Spring came, full of equivocating winds and low temperatures, dawdling promises, daffodils in April, drizzle and mud in May, reminders of the previous spring and their first meeting, and somehow giving a sense of repetition to their days and weeks. They had been together for a full year. In the second summer Ava was busier at the hospital, in greater demand, and he was the one who was made to wait. Waiting was hard for him, because he had no work. He wondered if there was someone else; he couldn’t ask — that was their agreement, proposed by her. “When we’re together we should possess each other.
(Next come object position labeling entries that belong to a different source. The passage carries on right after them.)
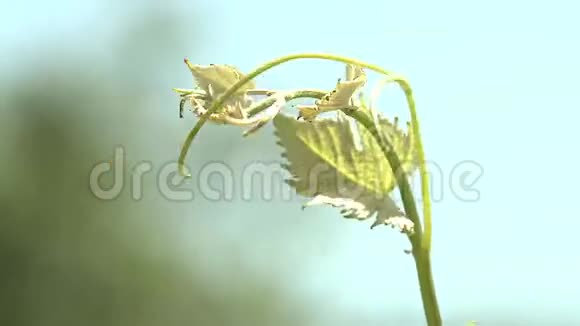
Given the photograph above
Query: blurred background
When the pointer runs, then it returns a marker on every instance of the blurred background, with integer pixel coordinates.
(495, 84)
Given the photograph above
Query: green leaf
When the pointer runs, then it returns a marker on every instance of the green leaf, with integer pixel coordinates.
(327, 166)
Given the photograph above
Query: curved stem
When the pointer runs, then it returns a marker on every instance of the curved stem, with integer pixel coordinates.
(426, 242)
(421, 255)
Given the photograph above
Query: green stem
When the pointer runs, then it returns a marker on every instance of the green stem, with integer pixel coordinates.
(426, 241)
(421, 255)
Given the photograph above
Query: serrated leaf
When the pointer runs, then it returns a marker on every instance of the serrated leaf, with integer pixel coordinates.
(327, 166)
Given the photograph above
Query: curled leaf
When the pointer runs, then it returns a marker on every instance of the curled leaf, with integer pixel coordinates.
(339, 98)
(327, 167)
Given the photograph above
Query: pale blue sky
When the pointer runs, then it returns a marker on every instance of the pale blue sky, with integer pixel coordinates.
(495, 83)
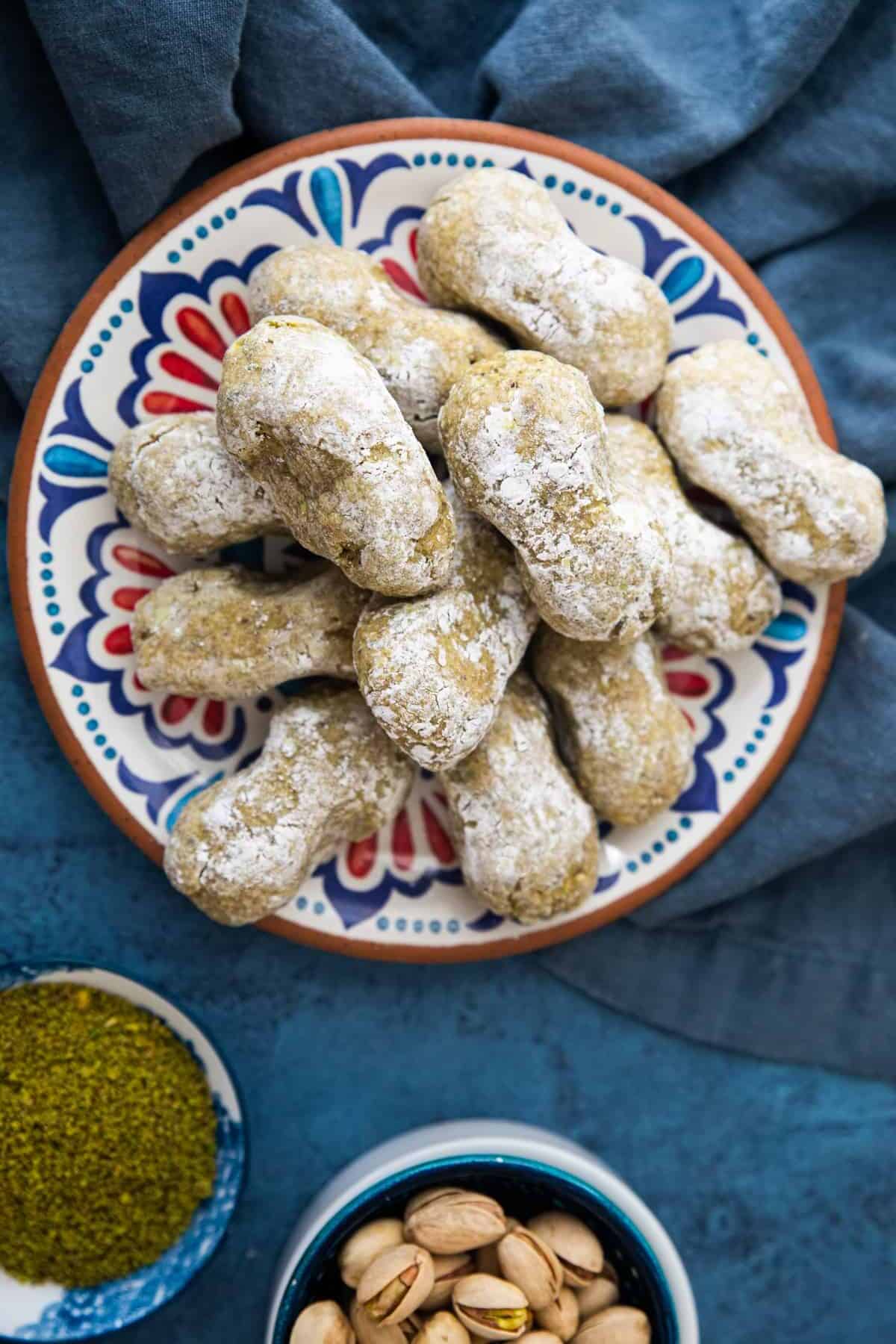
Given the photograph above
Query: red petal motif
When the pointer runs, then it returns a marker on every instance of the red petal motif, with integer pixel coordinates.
(687, 683)
(361, 856)
(168, 403)
(184, 369)
(128, 598)
(200, 332)
(214, 718)
(119, 640)
(233, 309)
(401, 277)
(140, 562)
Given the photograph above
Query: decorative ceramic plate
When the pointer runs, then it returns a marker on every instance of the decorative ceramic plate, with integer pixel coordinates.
(149, 337)
(47, 1312)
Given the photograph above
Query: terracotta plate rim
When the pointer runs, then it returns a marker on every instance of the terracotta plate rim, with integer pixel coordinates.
(344, 137)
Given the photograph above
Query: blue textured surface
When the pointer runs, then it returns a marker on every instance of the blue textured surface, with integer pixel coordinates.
(777, 121)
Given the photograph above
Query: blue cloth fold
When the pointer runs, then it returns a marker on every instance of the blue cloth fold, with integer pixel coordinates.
(775, 120)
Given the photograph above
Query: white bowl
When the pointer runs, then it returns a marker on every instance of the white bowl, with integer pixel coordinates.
(47, 1312)
(519, 1163)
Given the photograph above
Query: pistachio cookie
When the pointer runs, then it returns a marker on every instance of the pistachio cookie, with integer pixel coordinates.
(723, 594)
(526, 838)
(311, 420)
(420, 352)
(741, 430)
(327, 773)
(435, 668)
(626, 741)
(526, 444)
(230, 633)
(172, 479)
(494, 242)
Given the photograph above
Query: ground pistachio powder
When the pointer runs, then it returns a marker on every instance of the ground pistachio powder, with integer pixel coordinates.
(107, 1135)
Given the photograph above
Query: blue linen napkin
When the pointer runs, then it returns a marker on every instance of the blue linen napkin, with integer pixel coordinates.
(773, 119)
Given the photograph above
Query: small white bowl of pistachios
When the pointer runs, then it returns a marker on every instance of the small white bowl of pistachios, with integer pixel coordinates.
(480, 1230)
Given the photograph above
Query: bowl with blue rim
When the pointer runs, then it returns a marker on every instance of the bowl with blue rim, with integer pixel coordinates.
(528, 1171)
(47, 1312)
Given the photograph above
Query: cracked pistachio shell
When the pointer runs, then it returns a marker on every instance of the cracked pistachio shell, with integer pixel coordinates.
(366, 1245)
(529, 1263)
(615, 1325)
(561, 1317)
(492, 1308)
(368, 1332)
(487, 1257)
(602, 1292)
(452, 1221)
(448, 1270)
(321, 1323)
(574, 1245)
(442, 1328)
(395, 1284)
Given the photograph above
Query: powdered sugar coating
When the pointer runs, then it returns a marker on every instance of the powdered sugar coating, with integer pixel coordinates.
(420, 352)
(723, 594)
(230, 633)
(172, 479)
(494, 242)
(327, 773)
(738, 429)
(526, 838)
(623, 737)
(435, 668)
(301, 411)
(526, 445)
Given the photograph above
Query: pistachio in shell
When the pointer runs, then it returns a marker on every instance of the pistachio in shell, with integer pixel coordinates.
(487, 1257)
(395, 1284)
(615, 1325)
(561, 1317)
(366, 1245)
(321, 1323)
(529, 1263)
(448, 1270)
(491, 1307)
(602, 1292)
(442, 1328)
(574, 1245)
(448, 1221)
(368, 1332)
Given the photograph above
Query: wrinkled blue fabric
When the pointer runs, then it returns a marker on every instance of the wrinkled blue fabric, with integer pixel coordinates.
(777, 121)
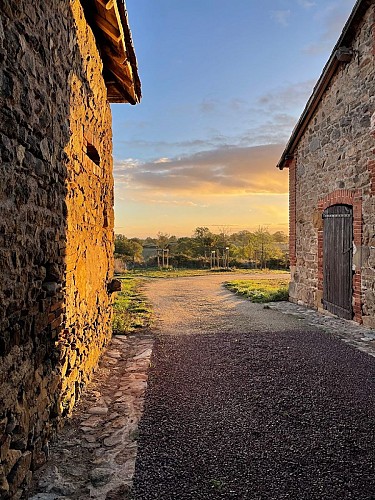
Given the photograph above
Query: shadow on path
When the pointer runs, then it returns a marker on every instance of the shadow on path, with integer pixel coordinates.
(282, 415)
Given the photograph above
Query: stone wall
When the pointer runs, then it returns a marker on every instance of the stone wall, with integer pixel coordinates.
(56, 225)
(334, 155)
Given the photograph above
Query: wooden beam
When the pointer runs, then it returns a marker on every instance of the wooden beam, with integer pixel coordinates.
(107, 4)
(110, 30)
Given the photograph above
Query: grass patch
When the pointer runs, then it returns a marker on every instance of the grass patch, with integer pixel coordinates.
(181, 273)
(260, 290)
(131, 310)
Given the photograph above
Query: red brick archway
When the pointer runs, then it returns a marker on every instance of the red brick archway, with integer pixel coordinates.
(353, 198)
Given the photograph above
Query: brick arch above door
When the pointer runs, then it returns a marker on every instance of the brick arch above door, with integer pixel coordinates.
(354, 199)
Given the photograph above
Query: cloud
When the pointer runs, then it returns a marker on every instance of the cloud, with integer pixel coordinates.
(208, 105)
(288, 96)
(306, 4)
(281, 16)
(333, 19)
(221, 171)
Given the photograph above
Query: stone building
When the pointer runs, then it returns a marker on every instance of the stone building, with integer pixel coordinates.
(62, 62)
(331, 162)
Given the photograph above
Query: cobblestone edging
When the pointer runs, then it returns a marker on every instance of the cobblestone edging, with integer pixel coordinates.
(349, 332)
(94, 456)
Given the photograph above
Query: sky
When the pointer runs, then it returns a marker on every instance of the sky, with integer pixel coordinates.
(223, 85)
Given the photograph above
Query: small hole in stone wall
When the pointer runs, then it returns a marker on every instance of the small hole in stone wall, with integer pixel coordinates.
(92, 153)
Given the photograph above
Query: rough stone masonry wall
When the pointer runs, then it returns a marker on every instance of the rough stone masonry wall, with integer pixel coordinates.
(335, 155)
(55, 225)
When we’re alone we have no claims.” Steadman had thought that was a good, enlightened idea, but as the summer passed and he saw less of her, he became insecure, suspicious, jealous.
“I think I have a rival,” he said one day, hating himself for even raising the subject.
“Two rivals,” she said. “A man with emphysema, on a ventilator, with pneumonia, whose family wants to pull the plug. And a man in constant pain, in a head and neck brace, who fell from a roof he was fixing and cracked three cervical vertebrae, whose heart is too weak to let us operate. Who just wants to die.”
She was the strong one, and understanding this he was ashamed of himself. He felt more like one of her patients than her lover, but a fatuous and fussing patient, whining for her attention. He sometimes wished that there really had been something wrong with him, so he could justify seeing her more often. She had a busy life that was determined by the urgencies of medical procedures. She was sometimes so reflective that she fell silent when she was with him, and he knew she was thinking of a critical case, someone at the hospital.
Her work was full of life and death — rescue and cure, real flesh, real blood. What had he to offer in return? Blank pages and complaints, the insubstantial fictions of someone who had forgotten how to write, who might have nothing to write. By the end of the summer she was polite but preoccupied, and though they remained sex partners — the blunt, unsentimental expression was hers; she often described previous lovers that way — the passion was gone, and with it the sexual innovation. She was a good doctor; he did not feel let down, but he knew she was caring for him.
“I’m still very fond of you,” she said, and he laughed, because the expression was empty of desire. It was like a way of saying goodbye.
He knew it was over. “Fond” said it all. “Fond” was the opposite of her teeth and lips, her torn panties, her stabbing finger, his flogging her smeared face with his cock as she teased him with her tongue.
They made a ritual one night of burning their Polaroids. In their solemnity they were so reproached by what they saw, they hardly recognized their own bodies. They spoke of needing to find a way to end the affair, to formally seal it somehow.